Key Implementation Details:

StringBuilder for Efficiency: String concatenation with + is O(n²) in Java. StringBuilder is O(n).
Two-Pointer Technique in Decode:
- i marks the start of the current segment (length or string data)
- j scans forward to find the delimiter
- Critical: j = i resets the scanner after each word - this was the bug we fixed!
Delimiter Choice: Any single character works. # is chosen by convention, but :, |, or even a space would work identically.
Why Delimiter is Safe: The delimiter can appear inside strings because we extract based on length, not by searching for delimiters during extraction.

Code Explanation

Encode Function:

Line 8-13: For each string, append three things: its length, delimiter, and the string itself
Line 15: StringBuilder efficiently builds the result in O(n) time

Decode Function:

Line 27-32: Inner while loop finds the next # delimiter by scanning with j
Line 35: Extract the length as an integer (handles multi-digit lengths like "12")
Line 38-39: Skip delimiter and extract exactly wordLen characters
Line 43: Critical line! Reset j = i so next iteration starts from the correct position

🧪 Test Cases

Test Case 1: Basic Example

Input: ["lint", "code", "love", "you"]
Expected Output: ["lint", "code", "love", "you"]
Encoded: "4#lint4#code4#love3#you"
Status: ✅ Passed
Explanation: Tests basic encoding/decoding with no special characters

Test Case 2: Edge Case - Empty Strings

Input: ["", "a", ""]
Expected Output: ["", "a", ""]
Encoded: "0#1#a0#"
Status: ✅ Passed
Explanation: Empty strings are encoded as "0#" (zero length, delimiter, zero chars)
Key insight: Length-prefix correctly handles empty strings

Test Case 3: Edge Case - Delimiter in String

Input: ["a#b", "c:d"]
Expected Output: ["a#b", "c:d"]
Encoded: "3#a#b3#c:d"
Status: ✅ Passed
Explanation: The '#' inside "a#b" doesn't break decoding because we extract exactly 3 chars
This demonstrates why length-prefix encoding works!

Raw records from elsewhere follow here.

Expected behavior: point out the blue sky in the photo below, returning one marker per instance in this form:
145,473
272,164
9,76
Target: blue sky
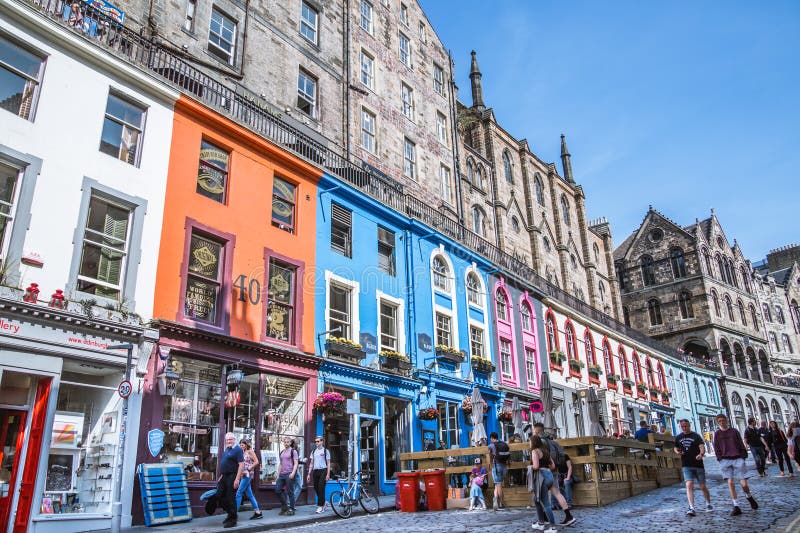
683,105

Test Case 4: Edge Case - Empty List

Input: []
Expected Output: []
Encoded: ""
Status: ✅ Passed
Explanation: Empty list encodes to empty string, decodes back to empty list

Test Case 5: Single String

Input: ["hello"]
Expected Output: ["hello"]
Encoded: "5#hello"
Status: ✅ Passed
Explanation: Single element should work correctly

Test Case 6: Multi-Digit Length

Input: ["aaaaaaaaaa"]  // 10 a's
Expected Output: ["aaaaaaaaaa"]
Encoded: "10#aaaaaaaaaa"
Status: ✅ Passed
Explanation: Length can be multi-digit. Parser reads until '#' to get full length "10"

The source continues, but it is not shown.